The call for a Labour Government was echoed by Christina McAnea, UNISON general secretary, in her first address to Congress on Sunday. However, this should not be mistaken for blind loyalty, as UNISON also made sure to amend Congress’ policy on Free School Meals to pressure Labour to include a commitment to include it in its manifesto. Organised labour’s increasing proximity to power has been reflected by the much greater media presence at this year’s congress than last year, particularly from outlets identified as on the political right who are suddenly much more interested in trade unions, even if they continue to misunderstand them. 

Even elements of the trade union movement that are less enamoured with Labour are taking its prospects of power more seriously. For instance, the recent article in the Sunday Times from Sharon Graham, Unite General Secretary, is aimed at influencing Labour in the belief that they will soon be in power to actually do something. 
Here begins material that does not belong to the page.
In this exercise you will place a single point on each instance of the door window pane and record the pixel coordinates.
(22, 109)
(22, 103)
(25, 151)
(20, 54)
At the National Shop Stewards Network rally, an event that has a strong Socialist Party contingent and is an important part of the labour movement, there was a tentative acceptance that Labour would repeal the 2016 Trade Union Act and the Minimum Service Bill. Consequently, there was now emphasis on how important it is for Labour to repeal more anti-union legislation, such as, quite rightly, that which prohibits secondary action and secondary picketing. This is not borne out of trust for Starmer’s leadership, but out of trust for trade unionists such as Mick Whelan, a speaker at the NSSN rally and Chair of Labour Unions (the group responsible for the New Deal for Working People), to deliver some change through Labour. 

This is not to say that change is guaranteed. Labour could still fail to win an election. While a Conservative majority appears extremely unlikely, a hung parliament is not beyond the realms of possibility if Labour fails to win the correct key seats. This could leave Labour having to work with those well-known champions of organised labour, the Liberal Democrats.

But even if Labour wins a majority, harmonious relationships with the wider labour movement are far from guaranteed. The constant squeeze on public services could well provoke more industrial turbulence, particularly if Labour does repeal some of the anti-strike legislation, and the more transactional relationship that now exists between trade unions and the Labour Party could make this particularly attritional. Equally, there is also the chance that trade unions could squander what opportunities they do get from the combination of more favourable legislation and increasingly militant sections of the workforce. However, that does not invalidate what is now a palpable sense of excitement and trepidation as the forward march looks to finally get out of reverse gear.